Top Secret: DIA embraces Web 2.0
February 23, 2007 (Computerworld) -- The U.S. Department of Defense's lead intelligence agency is using wikis, blogs, RSS feeds and enterprise "mashups" to help its analysts collaborate better when sifting through data used to support military operations.
The Defense Intelligence Agency (DIA) is seeing "mushrooming" use of these various Web 2.0 technologies that are becoming critical to accomplishing missions that require intelligence sharing among analysts, said Lewis Shepherd, chief of DIA's Requirements and Research Group at the Pentagon.
The tools are helping DIA meet the directives set by the 9/11 Commission and other entities for intelligence agencies to "improve and deepen our collaborative work processes," he said.
DIA first launched a wiki it dubbed Intellipedia in 2004 on the Defense Department's Joint Worldwide Intelligence Communications System (JWICS), a top-secret network that links all the government's intelligence agencies.
"The collaboration potential of the social software side is really being thoroughly vetted and is now rapidly being adopted," Shepherd said. "Across agencies, wikis and blogs are becoming as ubiquitous as e-mail in terms of information sharing."
Although the agency's mission of providing intelligence to support military planning and weapons acquisition could easily fit into any spy novel or Hollywood blockbuster, Shepherd said DIA's analysts are similar to workers in other industries in that "they rely upon and demand instant gratification" for their information needs.
"One of the virtues of a wiki format is that there is a blurred line between authoring and dissemination," he added. "The second something is authored, someone else can edit it [while others can] comment upon those edits."
The agency also is escalating its use of Asynchronous JavaScript and XML (AJAX), a programming method that uses JavaScript within the client to build applications that are more interactive than pages built with HTML and don't need to refresh a Web page every time a user enters or receives new data.

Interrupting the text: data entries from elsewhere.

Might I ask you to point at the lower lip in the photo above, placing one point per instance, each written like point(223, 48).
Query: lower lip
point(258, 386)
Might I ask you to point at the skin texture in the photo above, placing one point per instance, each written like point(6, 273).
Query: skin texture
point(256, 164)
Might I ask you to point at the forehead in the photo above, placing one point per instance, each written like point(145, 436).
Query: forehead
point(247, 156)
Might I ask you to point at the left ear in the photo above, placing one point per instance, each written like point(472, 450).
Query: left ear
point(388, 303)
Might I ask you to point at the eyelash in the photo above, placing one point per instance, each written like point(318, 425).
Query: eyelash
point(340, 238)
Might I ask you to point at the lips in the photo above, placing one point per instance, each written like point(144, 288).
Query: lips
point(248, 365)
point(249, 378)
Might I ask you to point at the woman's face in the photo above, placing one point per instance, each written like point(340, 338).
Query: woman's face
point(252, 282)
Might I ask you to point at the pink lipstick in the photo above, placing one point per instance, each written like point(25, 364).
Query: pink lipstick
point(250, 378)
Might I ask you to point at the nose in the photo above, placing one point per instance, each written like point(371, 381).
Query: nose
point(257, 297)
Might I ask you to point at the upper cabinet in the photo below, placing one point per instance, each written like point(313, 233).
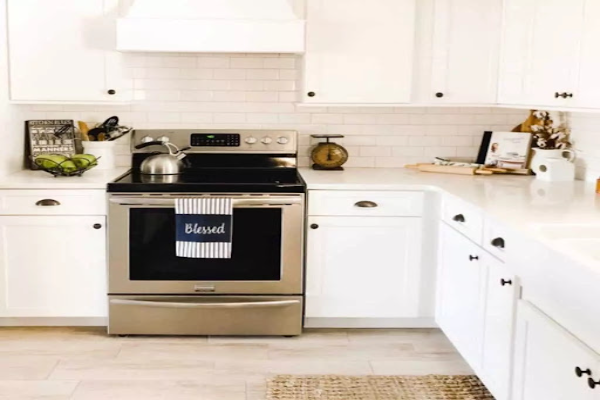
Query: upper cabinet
point(64, 51)
point(541, 52)
point(359, 52)
point(458, 48)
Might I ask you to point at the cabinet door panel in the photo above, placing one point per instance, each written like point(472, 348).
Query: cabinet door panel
point(545, 360)
point(52, 266)
point(587, 94)
point(59, 50)
point(359, 52)
point(465, 53)
point(363, 267)
point(540, 51)
point(459, 295)
point(501, 299)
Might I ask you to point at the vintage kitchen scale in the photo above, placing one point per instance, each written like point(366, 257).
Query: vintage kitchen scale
point(327, 155)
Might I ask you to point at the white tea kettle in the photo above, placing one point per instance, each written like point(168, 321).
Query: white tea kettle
point(170, 163)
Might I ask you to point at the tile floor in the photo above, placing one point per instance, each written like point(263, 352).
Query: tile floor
point(85, 364)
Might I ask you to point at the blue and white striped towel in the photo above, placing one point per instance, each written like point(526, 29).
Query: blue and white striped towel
point(204, 227)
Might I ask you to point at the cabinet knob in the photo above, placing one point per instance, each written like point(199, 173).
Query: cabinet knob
point(580, 372)
point(459, 218)
point(498, 242)
point(366, 204)
point(47, 203)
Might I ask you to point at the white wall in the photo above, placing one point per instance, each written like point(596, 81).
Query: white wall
point(250, 91)
point(11, 123)
point(586, 139)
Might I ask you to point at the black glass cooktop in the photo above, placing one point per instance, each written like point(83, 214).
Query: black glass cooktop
point(213, 180)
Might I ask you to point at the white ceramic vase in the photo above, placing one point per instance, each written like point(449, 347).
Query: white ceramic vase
point(553, 165)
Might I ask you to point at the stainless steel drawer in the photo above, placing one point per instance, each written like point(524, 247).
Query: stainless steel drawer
point(205, 315)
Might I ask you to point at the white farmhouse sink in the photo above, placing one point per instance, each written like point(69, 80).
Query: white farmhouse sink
point(580, 239)
point(568, 231)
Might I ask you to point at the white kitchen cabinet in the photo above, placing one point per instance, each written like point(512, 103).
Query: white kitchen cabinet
point(501, 294)
point(359, 52)
point(546, 360)
point(64, 51)
point(53, 266)
point(460, 297)
point(459, 51)
point(587, 94)
point(541, 52)
point(363, 267)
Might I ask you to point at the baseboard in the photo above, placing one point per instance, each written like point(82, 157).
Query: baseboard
point(54, 321)
point(369, 323)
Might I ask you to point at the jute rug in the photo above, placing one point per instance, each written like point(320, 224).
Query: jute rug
point(325, 387)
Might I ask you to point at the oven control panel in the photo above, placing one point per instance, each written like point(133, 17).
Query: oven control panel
point(248, 141)
point(215, 140)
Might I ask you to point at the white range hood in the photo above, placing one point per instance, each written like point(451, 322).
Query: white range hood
point(212, 26)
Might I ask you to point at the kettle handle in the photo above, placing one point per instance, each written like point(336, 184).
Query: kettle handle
point(148, 144)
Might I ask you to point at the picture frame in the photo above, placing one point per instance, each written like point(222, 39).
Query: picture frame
point(506, 150)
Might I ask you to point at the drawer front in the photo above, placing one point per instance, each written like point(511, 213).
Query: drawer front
point(53, 202)
point(365, 203)
point(463, 217)
point(496, 239)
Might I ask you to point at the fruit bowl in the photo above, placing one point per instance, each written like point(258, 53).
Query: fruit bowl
point(59, 165)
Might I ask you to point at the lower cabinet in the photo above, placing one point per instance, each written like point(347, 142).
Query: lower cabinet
point(363, 267)
point(460, 295)
point(53, 266)
point(501, 294)
point(550, 363)
point(477, 297)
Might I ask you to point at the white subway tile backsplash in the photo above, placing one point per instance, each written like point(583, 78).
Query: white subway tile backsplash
point(255, 91)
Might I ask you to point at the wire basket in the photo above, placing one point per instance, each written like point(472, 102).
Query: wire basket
point(67, 167)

DIA last year began a project to create a data access layer in its architecture using a service-oriented architecture to pull together human intelligence (data gathered by people) and publicly available data gathered from the Internet and other sources into a single environment for analysis, Shepherd added. Analysis of data in this new environment will be done in part by using Web 2.0 applications, such as "mashups," that collect RSS feeds, Google maps and data from the DIA network that users can access with a lightweight AJAX front end, he added.
"Web 2.0 mashup fans on the Internet would be very much at home in the burgeoning environment of top-secret mashups, which use in some cases Google Earth and in some cases other geospatial, temporal or other display characteristics and top-secret data," Shepherd said.
Although he did not provide additional details of how the agency is using mashups, Shepherd did note that the DIA is using JackBe Corp.'s AJAX tools as part of its work to build this new type of application. JackBe has said publicly that DIA is using its Overwatch application built with its NQ Suite of AJAX tools. Overwatch is made up of a personalized, desktop-like dashboard that can display intelligence data stores through a standard browser, JackBe officials have said.
Prabhat Agarwal, manager of information security industry analysis at Input Inc., a research firm that specializes in governmental issues, said that the DIA and other defense agencies are the most advanced users of Web 2.0 tools in the federal government to date because they have a more secure IT infrastructure.